Dong also had some hard words for the US, though he did not mention it by name. A dangerous nation was decoupling economically and building high trade walls. “They are trying to contain China with Taiwan”, but “whoever dares to split Taiwan from China will be crushed to pieces” by the PLA, and end up in self-destruction. Admiral Dong was not the only Chinese speaker. Lt. Gen. Jing Jianfeng, of the PLA’s Central Military Commission, showed that he had not been swayed by Secretary Austin’s “convergence based on common principles”. He said that “the true motive of the US is to converge small circles into a big circle, that is an Asian-Pacific version of NATO, to maintain the US-led hegemony”.
Deputy Prime Minister Marles, on the other hand, warmly embraced our alliance with the United States, which he said we are deepening, as he embraced “our network of strategic partnerships in the Indo-Pacific”. But his warmest words were addressed to “the global rules-based order”, which he described as central in the “new era of strategic competition… East vs West, North vs South, democracy vs autocracy.” He gave a long defence of the “rules-based order”, seemingly untroubled by the disillusioned reaction to it in Gaza, with many made cynical by the West’s very different responses to the attacks on Ukraine and Gaza.
Marles’ speech contained many aspects of interest. On Gaza he called for “an immediate humanitarian ceasefire… and steps towards a two-state solution”, and for Israel to comply with the binding orders of the ICJ. He noted that Australia supports “the important role” of the ICJ and ICC. In contrast, he strongly criticised Russia which, he said, is waging a brutal war against Ukraine, driven not by security but a malign and violent path to reclaim lost empire, and shift the global rules-based order to one based on power alone.
This strident condemnation of Russia’s role in the world is in striking contrast with his treatment of China, which he described as “a great power whose culture, innovation and drive benefit the world in so many ways… Chinese officials now staff, and increasingly lead, multilateral institutions that perform the core functions of the global rules based order.” Marles said that China must accept that as it steps up to a larger role it will be subject to greater scrutiny, thus making it all the more important that it sets a counter example to the malign Russia in regard to agreed rules and norms. “There is no indelible hostility to China”, he says, and calls on China to make it clear that it does not support Russia’s invasion of Ukraine. This would generate “a huge vote of confidence in Chinese regional and global leadership… Confidence – and indeed trust – in Chinese intent will be the single most important ingredient to the maintenance of the global rules-based order”.
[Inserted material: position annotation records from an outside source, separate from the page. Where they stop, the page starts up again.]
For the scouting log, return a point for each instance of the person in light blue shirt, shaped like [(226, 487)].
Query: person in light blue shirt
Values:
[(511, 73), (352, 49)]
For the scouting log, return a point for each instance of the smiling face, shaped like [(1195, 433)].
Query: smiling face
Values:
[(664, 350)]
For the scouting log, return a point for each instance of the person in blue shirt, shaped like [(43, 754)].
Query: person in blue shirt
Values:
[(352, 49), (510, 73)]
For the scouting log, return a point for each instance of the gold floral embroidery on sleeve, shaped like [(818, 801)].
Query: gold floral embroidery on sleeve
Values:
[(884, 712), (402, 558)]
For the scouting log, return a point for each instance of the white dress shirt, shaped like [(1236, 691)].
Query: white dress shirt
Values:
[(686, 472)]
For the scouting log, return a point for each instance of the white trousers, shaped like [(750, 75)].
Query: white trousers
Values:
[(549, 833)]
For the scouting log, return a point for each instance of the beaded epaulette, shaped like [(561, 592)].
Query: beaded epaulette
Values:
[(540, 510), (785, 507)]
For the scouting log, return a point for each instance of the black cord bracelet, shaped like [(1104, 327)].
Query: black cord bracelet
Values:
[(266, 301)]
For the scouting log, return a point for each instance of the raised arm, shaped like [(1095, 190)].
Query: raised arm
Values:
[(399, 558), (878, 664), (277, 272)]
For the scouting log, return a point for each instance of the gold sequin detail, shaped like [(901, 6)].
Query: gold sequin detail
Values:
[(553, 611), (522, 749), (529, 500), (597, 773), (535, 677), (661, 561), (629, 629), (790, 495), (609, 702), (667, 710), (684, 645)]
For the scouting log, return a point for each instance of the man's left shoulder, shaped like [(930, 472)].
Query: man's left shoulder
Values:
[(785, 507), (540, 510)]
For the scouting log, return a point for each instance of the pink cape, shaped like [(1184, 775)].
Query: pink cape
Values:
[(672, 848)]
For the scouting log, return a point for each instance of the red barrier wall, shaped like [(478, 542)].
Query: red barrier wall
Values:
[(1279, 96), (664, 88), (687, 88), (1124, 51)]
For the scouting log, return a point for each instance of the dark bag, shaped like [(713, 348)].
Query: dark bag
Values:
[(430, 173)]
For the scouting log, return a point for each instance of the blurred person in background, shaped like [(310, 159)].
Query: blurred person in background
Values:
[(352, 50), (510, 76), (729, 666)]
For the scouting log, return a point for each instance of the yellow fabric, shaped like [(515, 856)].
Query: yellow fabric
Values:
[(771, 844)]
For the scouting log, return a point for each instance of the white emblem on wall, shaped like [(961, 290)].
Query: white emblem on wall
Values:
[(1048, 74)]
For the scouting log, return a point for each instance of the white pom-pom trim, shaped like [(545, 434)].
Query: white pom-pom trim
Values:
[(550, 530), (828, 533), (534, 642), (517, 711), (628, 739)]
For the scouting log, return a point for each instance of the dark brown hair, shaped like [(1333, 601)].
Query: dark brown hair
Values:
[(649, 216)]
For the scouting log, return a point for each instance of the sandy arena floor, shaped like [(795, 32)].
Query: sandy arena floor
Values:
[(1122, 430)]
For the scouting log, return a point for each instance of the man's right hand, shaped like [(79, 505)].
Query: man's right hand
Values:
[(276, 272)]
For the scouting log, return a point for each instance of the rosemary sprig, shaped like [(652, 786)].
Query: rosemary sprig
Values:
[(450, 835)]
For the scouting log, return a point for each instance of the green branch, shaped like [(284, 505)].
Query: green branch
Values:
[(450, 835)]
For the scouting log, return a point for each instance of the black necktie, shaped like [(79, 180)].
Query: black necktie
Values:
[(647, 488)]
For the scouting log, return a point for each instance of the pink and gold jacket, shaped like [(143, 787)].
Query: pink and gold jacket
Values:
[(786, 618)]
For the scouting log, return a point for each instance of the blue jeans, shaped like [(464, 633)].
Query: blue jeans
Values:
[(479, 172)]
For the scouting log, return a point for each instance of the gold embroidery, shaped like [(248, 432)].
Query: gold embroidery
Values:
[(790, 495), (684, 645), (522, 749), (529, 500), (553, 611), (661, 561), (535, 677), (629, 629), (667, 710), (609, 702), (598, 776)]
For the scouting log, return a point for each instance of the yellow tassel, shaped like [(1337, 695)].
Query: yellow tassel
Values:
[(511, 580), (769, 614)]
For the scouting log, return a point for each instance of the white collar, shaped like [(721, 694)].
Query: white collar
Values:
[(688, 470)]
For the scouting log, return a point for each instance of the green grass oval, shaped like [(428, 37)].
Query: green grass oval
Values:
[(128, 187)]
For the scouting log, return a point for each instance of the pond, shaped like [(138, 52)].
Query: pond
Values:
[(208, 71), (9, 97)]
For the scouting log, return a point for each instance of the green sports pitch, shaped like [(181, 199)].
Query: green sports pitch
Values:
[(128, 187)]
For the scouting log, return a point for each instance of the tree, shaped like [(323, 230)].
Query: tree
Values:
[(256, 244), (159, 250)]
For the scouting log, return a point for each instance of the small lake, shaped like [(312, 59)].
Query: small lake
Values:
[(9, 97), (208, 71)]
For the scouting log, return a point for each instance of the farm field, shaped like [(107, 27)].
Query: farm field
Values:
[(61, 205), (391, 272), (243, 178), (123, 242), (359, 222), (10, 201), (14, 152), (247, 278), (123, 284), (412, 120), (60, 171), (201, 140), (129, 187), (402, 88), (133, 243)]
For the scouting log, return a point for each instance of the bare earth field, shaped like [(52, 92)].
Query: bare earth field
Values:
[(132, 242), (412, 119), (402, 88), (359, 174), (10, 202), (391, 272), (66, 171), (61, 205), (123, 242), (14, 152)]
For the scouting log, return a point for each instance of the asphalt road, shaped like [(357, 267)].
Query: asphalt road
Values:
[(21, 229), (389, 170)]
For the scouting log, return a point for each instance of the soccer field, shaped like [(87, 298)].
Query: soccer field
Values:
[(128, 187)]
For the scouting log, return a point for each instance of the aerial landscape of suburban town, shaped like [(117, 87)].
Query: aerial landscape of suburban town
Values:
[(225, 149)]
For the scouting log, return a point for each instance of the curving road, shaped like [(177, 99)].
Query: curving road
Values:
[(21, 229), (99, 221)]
Marles goes on to criticise actions by Chinese vessels in the West Philippine Sea and towards Taiwan, and brushes with an Australian vessel and helicopter, but wants “to stress that the great bulk of the PLA’s interactions with the ADF are safe and professional”. Contrasting with the glowing references in his speech to our alliance with the United States, his final paragraph, which calls for respect for sovereignty and international law, contains references which appear critical of positions taken by some in the US. He says that “a stable and sustainable strategic order in the Indo-Pacific cannot be contingent on the internal order of states” (think of Biden’s democracy vs autocracy), or on “illegitimate concepts” such as containment (think of some US military views)”. Overall it is an interesting treatment of China, which invites attention and analysis, particularly in the light of the imminent visit of the Chinese Premier to Australia.